Después de lo que sucedió en esa oficina y lo grosera que fui con él.
No hay manera de que consiga ese trabajo.
Absolutamente ninguna manera.
—¿Qué quieres decir con “ojalá”?
¿No te dio el trabajo?
—resopla con incredulidad.
—No es todos los días que vamos a una entrevista y descubrimos que nuestro ex es ahora el CEO, ¿verdad?
Deberías saber lo que eso conlleva —resoplo con irritación.
—Sí, lo sé…
Pero, ¿cuál fue su reacción cuando te vio?
—me mira con curiosidad.
—Parecía…
—recuerdo su reacción anterior cuando entré a la oficina.
Debe haberme estado esperando—.
Divertido —finalmente digo.
—Vaya —dice en voz baja mientras apoya su barbilla en su palma.
Pienso cuidadosamente antes de añadir:
—Bueno…
ha cambiado.
—¿Qué tipo de cambio, es bueno o malo?
—pregunta con curiosidad.
—No lo sé, Aubrey…
¿podemos cambiar de tema, por favor?
Como está, ya estoy estresado —gimo mientras un ceño frunce mis cejas.
—¿Todavía…
todavía lo amas?
—me inspecciona con cautela mientras pregunta.
—¿Podemos no hacer esto ahora mismo, por favor?
—digo con voz suplicante.
—Lo siento cariño, solo tengo curiosidad, ya sabes…
—Está bien…
Dylan Hendrix es la última persona de la que quiero hablar ahora mismo —mi estómago gruñe mientras me pongo de pie—.
Creo que tengo hambre —añado, señalando mi estómago.
—Sí, yo también —está de acuerdo mientras también se levanta.
—Hay sobras de macarrones con queso de los que hice esta mañana —le informo mientras ambos caminamos hacia la puerta.
—¿Hiciste comida?
¿Cuándo?
—levanta las cejas.
—Cuando regresé a casa —le digo mientras salimos de la habitación.
—Genial, porque estoy muerta de hambre —es el turno de su estómago de gruñir esta vez, haciéndonos reír a ambos mientras bajamos a la cocina.
—Dios mío, hiciste mucho —Aubrey grita mientras abre la tapa de los platos.
—Sí —digo, asintiendo mientras saco dos platos con una cuchara para servir.
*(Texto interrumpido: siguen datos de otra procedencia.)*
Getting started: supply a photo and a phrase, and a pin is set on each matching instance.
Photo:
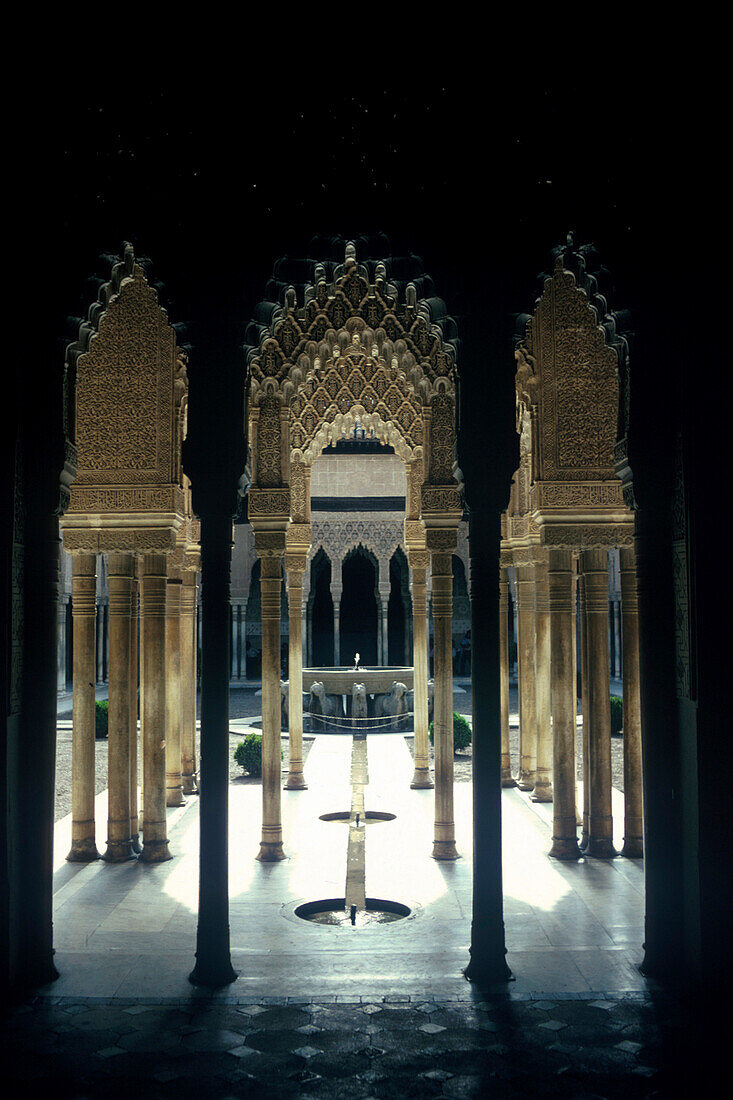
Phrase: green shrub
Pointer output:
(462, 734)
(616, 714)
(248, 755)
(101, 718)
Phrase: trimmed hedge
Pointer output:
(616, 714)
(248, 755)
(462, 735)
(101, 718)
—Oh bien, estaba preocupada antes pensando que tendría que hacer más comida después para Nathan cuando venga —anuncia mientras la cuchara se desliza de mi mano.
—¿Nathan va a venir?
—chillo.
—Sí —frunce el ceño mientras toma asiento en el taburete junto al mostrador.
—¿Por qué?
—frunzo el ceño mientras me agacho para recoger la cuchara del suelo.
—Solo quiere pasar la noche conmigo.
¿Algún problema?
—se ríe mientras camino hacia el fregadero, abro el grifo y enjuago la cuchara.
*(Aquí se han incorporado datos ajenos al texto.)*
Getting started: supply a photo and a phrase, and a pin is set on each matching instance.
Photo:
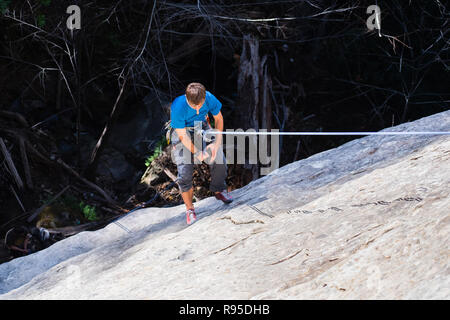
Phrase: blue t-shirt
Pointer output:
(182, 115)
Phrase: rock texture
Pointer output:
(367, 220)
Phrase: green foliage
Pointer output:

—Por supuesto que sabes que lo hay, ni siquiera lo soporto —resoplo mientras vuelvo al mostrador y empiezo a servir la comida.
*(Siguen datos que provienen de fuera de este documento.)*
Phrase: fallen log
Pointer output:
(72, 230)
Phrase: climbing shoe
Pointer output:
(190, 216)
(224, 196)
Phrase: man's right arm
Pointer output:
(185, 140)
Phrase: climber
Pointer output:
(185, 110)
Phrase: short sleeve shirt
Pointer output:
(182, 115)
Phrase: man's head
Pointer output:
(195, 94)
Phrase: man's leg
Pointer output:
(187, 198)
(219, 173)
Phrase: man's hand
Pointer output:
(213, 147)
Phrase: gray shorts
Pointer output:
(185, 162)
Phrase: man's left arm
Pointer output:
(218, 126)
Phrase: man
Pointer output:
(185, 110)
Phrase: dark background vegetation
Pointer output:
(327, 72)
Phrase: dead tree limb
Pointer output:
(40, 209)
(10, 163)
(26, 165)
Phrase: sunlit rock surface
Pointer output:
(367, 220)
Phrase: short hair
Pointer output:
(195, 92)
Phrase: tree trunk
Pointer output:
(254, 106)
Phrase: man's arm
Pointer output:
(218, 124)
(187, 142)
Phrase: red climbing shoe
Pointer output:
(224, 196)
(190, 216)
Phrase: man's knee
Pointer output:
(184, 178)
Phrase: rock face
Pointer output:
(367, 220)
—Nathan es un chico muy agradable Harps, simplemente no lo conoces lo suficiente —se ríe mientras viene a pararse junto a mí, ayudándome a servir la comida.
—Un chico agradable mis narices, hay algo realmente extraño en él —gruño mientras saco dos tenedores del estante de cucharas.
—¿Qué?
—pone los ojos en blanco mientras le entrego una cuchara.
—No sé, simplemente lo encuentro raro…
simplemente no me cae bien —cubro los platos y camino pasando por su lado hacia la sala de estar con ella siguiéndome de cerca.
—Nathan es un buen tipo Harper, no sé por qué simplemente no te cae bien, pero él es perfecto para mí y creo que estoy enamorada de él.
Me atraganto con mi saliva.
—¿Enamorada de él?
—mi globo ocular sale de su órbita mientras ella asiente en respuesta.
«¿Está loca?»
—P…pero acaban de conocerse cuando nos mudamos aquí —miro confundida mientras me dejo caer en uno de los sofás.
Recuerdo el día que nos mudamos aquí, él fue quien nos ayudó con un taxi en el aeropuerto.
Fue súper amistoso especialmente con Aubrey, lo que me pareció extraño.
Algo en él simplemente no me cuadraba.
Aubrey, sabiendo lo coqueta que es, ya había intercambiado contactos con el desconocido.
Dos semanas después y ya estaban saliendo.
Él fue quien la ayudó a conseguir un trabajo en su lugar de trabajo actual.
—¿No es tiempo suficiente para enamorarse y hacer bebés?
—comenta juguetonamente.
—Muy bien cariño, si eso es una broma, entonces no tiene ni pizca de gracia.
No puedo imaginarme siendo tía de sus hijos —arrugo la nariz con disgusto, haciendo que su risa crezca más fuerte.
—Los llamados niños también serían mis hijos, ¿recuerdas?
—pone los ojos en blanco.
—Lo prohíbo.
Te casarás con un tipo decente y no con ese…
Nathan —frunzo el ceño mientras el pensamiento de que realmente se casen pasa por mi mente, haciéndome estremecer.
—Está bien mamá —se ríe y le dirijo una mirada fija.